Nem mesmo a professora consegue convencê-lo do contrário, o que a leva a tratar Lila com o desprezo que acredita que deve dirigir à “plebe”. Quando começa a perceber que terá que abandonar a escola, Lila começa a se tornar nervosa, agressiva e começa a entrar lentamente em um processo de desânimo e conformismo. Apesar disso, ela nunca age como ou demonstra se sentir uma vítima de fato, chegando por diversas vezes a enfrentar Fernando (e, posteriormente, o irmão Rino), e ser continuamente agredida por eles? – ?incluindo um terrível episódio em que é arremessada pela janela pelo pai. Os pais simplesmente podiam fazer isso. Em sua dissertação, Elena reflete que aquele tipo de situação não era nada comparado ao cotidiano local:

“Suas violências de pai eram ninharias se comparadas à violência difusa no bairro. No bar Solara (…) se batia e se apanhava. Depois os homens voltavam para casa exasperados com as perdas no jogo, com o álcool, com as dívidas, com os prazos, com as sovas e, à primeira palavra atravessada, espancavam a família, numa cadeia de erros que geravam erros.”

Já Elena vive uma realidade familiar diferente. Seus pais, orgulhosos de seu rendimento escolar, permitem que ela continue na escola. Certinha e esforçada, o que secretamente a incentiva a se tornar uma excelente aluna é a vontade latente de impressionar e até ultrapassar Lila? – ?o que ela nunca sente que consegue. Lila está sempre um passo à frente, e enquanto Elena se envolve cada vez mais com seus estudos, Lila passa a aparentemente não se importar mais com teorias e abstrações, tomando decisões pragmáticas que fazem com que Elena se sinta sempre mais imatura e inexperiente que a amiga.

Apesar de seu comportamento quase impecável, que a protege de um determinado tipo de violência, Elena não está livre de sofrer assédios e aos 12 anos acaba sendo vítima de um abuso sexual que irá provocar nela um misto de horror e prazer, confusão e culpa.

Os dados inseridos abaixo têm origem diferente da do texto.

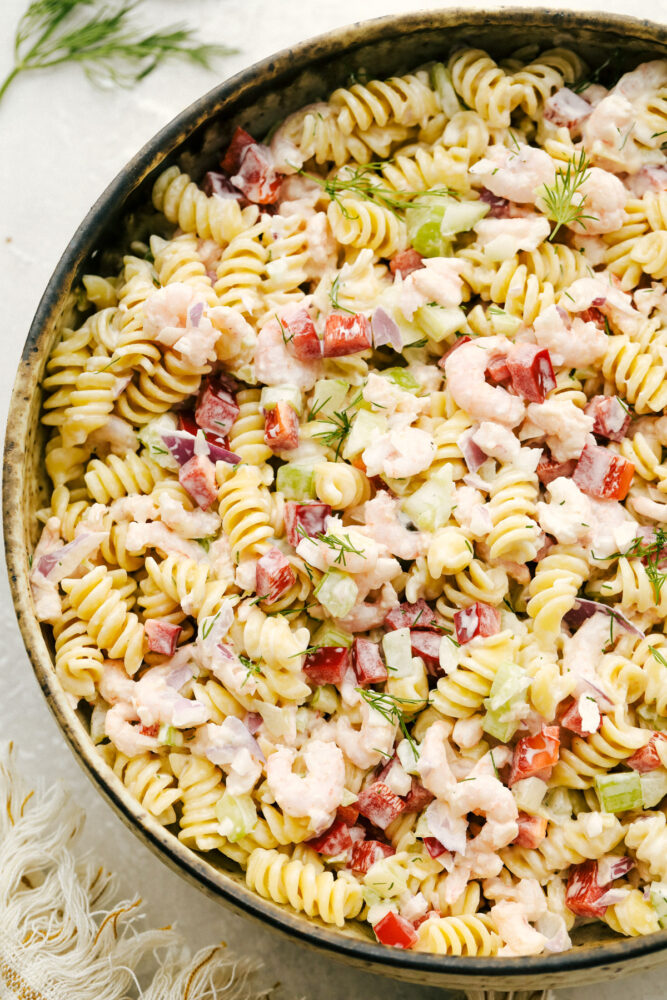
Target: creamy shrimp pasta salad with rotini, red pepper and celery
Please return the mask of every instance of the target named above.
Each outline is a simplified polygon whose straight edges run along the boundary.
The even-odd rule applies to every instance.
[[[100,753],[387,946],[667,919],[667,61],[601,79],[465,49],[237,129],[46,366],[31,582]]]

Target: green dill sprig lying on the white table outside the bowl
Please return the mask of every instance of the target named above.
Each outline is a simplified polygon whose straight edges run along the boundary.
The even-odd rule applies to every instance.
[[[20,73],[79,63],[101,85],[129,87],[165,60],[186,59],[206,69],[234,49],[197,40],[184,24],[145,33],[132,20],[142,0],[32,0],[14,35],[14,66],[0,100]]]

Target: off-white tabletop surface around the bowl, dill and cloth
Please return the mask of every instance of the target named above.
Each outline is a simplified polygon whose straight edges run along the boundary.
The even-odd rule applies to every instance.
[[[10,67],[14,27],[28,0],[0,3],[0,77]],[[465,2],[465,0],[462,0]],[[467,0],[473,5],[478,0]],[[529,6],[517,0],[515,6]],[[438,3],[410,0],[148,0],[142,17],[167,24],[186,17],[210,41],[237,55],[209,73],[180,63],[163,67],[132,91],[93,88],[78,67],[26,75],[0,104],[0,413],[7,411],[14,372],[42,290],[89,206],[130,156],[217,79],[330,28],[358,19]],[[501,4],[487,0],[486,7]],[[544,5],[548,6],[548,5]],[[614,11],[667,21],[667,0],[577,0],[574,9]],[[434,1000],[446,994],[358,973],[235,916],[173,874],[112,812],[74,760],[34,679],[4,573],[0,573],[0,738],[19,748],[23,769],[50,784],[66,779],[87,812],[86,842],[121,876],[124,891],[143,897],[156,925],[176,924],[194,947],[227,941],[265,963],[262,982],[277,996],[304,1000]],[[605,1000],[657,1000],[660,969],[605,984]],[[593,1000],[599,987],[559,991],[558,1000]]]

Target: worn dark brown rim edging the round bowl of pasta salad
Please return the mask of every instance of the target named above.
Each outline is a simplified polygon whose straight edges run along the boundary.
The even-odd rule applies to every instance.
[[[225,100],[252,98],[267,81],[288,77],[294,70],[303,70],[316,65],[324,58],[348,50],[351,46],[368,45],[386,37],[387,32],[396,34],[413,33],[426,27],[428,23],[438,26],[447,24],[469,25],[471,28],[488,25],[511,25],[517,27],[553,27],[561,31],[573,32],[599,28],[619,39],[630,35],[638,41],[645,41],[647,48],[665,32],[663,25],[645,18],[627,15],[607,14],[598,11],[548,10],[544,8],[504,7],[495,10],[468,10],[464,7],[422,10],[402,15],[387,15],[368,21],[356,22],[333,29],[307,39],[289,49],[283,49],[254,63],[229,79],[209,90],[187,108],[177,114],[160,129],[141,150],[119,171],[107,185],[103,193],[88,211],[68,243],[46,290],[37,307],[31,323],[21,364],[14,384],[7,421],[4,473],[3,473],[3,515],[6,561],[15,611],[26,650],[31,659],[37,680],[42,687],[49,707],[64,731],[76,759],[84,767],[127,825],[147,846],[171,868],[190,882],[203,888],[208,894],[222,898],[232,908],[269,924],[274,929],[298,938],[334,956],[345,957],[357,965],[372,966],[387,975],[393,972],[422,973],[425,983],[437,981],[438,977],[466,981],[472,986],[475,979],[492,980],[505,977],[516,986],[522,981],[536,981],[543,976],[605,966],[610,967],[649,956],[667,949],[667,930],[637,938],[620,938],[618,941],[585,947],[581,950],[563,952],[556,955],[521,956],[517,958],[457,958],[421,952],[399,951],[386,948],[371,940],[348,937],[333,927],[319,923],[308,923],[305,915],[296,914],[276,906],[252,892],[247,887],[227,879],[219,869],[204,862],[201,855],[184,847],[176,837],[148,816],[138,803],[105,765],[95,750],[87,731],[74,710],[69,705],[59,687],[52,669],[50,655],[34,615],[29,585],[28,558],[25,546],[25,525],[17,511],[22,509],[25,483],[25,462],[21,442],[27,431],[32,397],[26,391],[30,388],[30,376],[39,365],[38,341],[48,329],[63,298],[68,277],[76,270],[78,262],[90,253],[91,233],[104,229],[105,219],[114,206],[122,205],[139,181],[148,171],[166,158],[174,143],[206,120],[214,105]],[[18,435],[18,436],[17,436]],[[218,879],[210,872],[218,872]],[[224,884],[220,879],[223,875]],[[399,975],[400,978],[400,975]]]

A ironia é que seu agressor não é nenhum dos seus vizinhos grosseiros, o que levaria a um estereótipo fácil, mas um homem sensível e letrado, marido atencioso e pai exemplar, que é muito bem definido nas palavras contundentes de um determinado personagem a quem este homem não consegue enganar: “Por vaidade [ele] faria mal a qualquer pessoa, e sem se sentir responsável por isso. Como está convencido de agradar a todos, acredita que tudo lhe é perdoado. (…) É um hipócrita, me dá nojo”. Como bem colocado por Ferrante em entrevista, a violência também se esconde sob a bondade.

Sucesso há mais de 20 anos na Itália, Elena Ferrante sempre se manteve longe dos holofotes: pouco se sabe sobre sua vida pessoal (ainda que sua Série Napolitana possua elementos autobiográficos), não revela seu nome verdadeiro, não mostra seu rosto e até pouco tempo concedia entrevistas somente por telefone? –? foi a revista Paris Review a primeira a conseguir que seus entrevistadores conversassem pessoalmente com a autora, no ano passado. Seu motivo é bem simples: para ela, os livros deveriam se sustentar sozinhos, sem a necessidade de se promover a figura do autor. “Se os livros têm algo a dizer, mais cedo ou mais tarde encontrarão leitores”, declarou ela. E talvez o que “A Amiga Genial” tem a dizer possa ser resumido na passagem em que Elena relembra uma frase dita por Lila:

“‘Se não há amor, não só a vida das pessoas se torna árida, mas também a das cidades’, associei às nossas ruas sujas, aos jardins descuidados, ao campo arrasado por prédios novos, à violência em cada casa, em cada família.”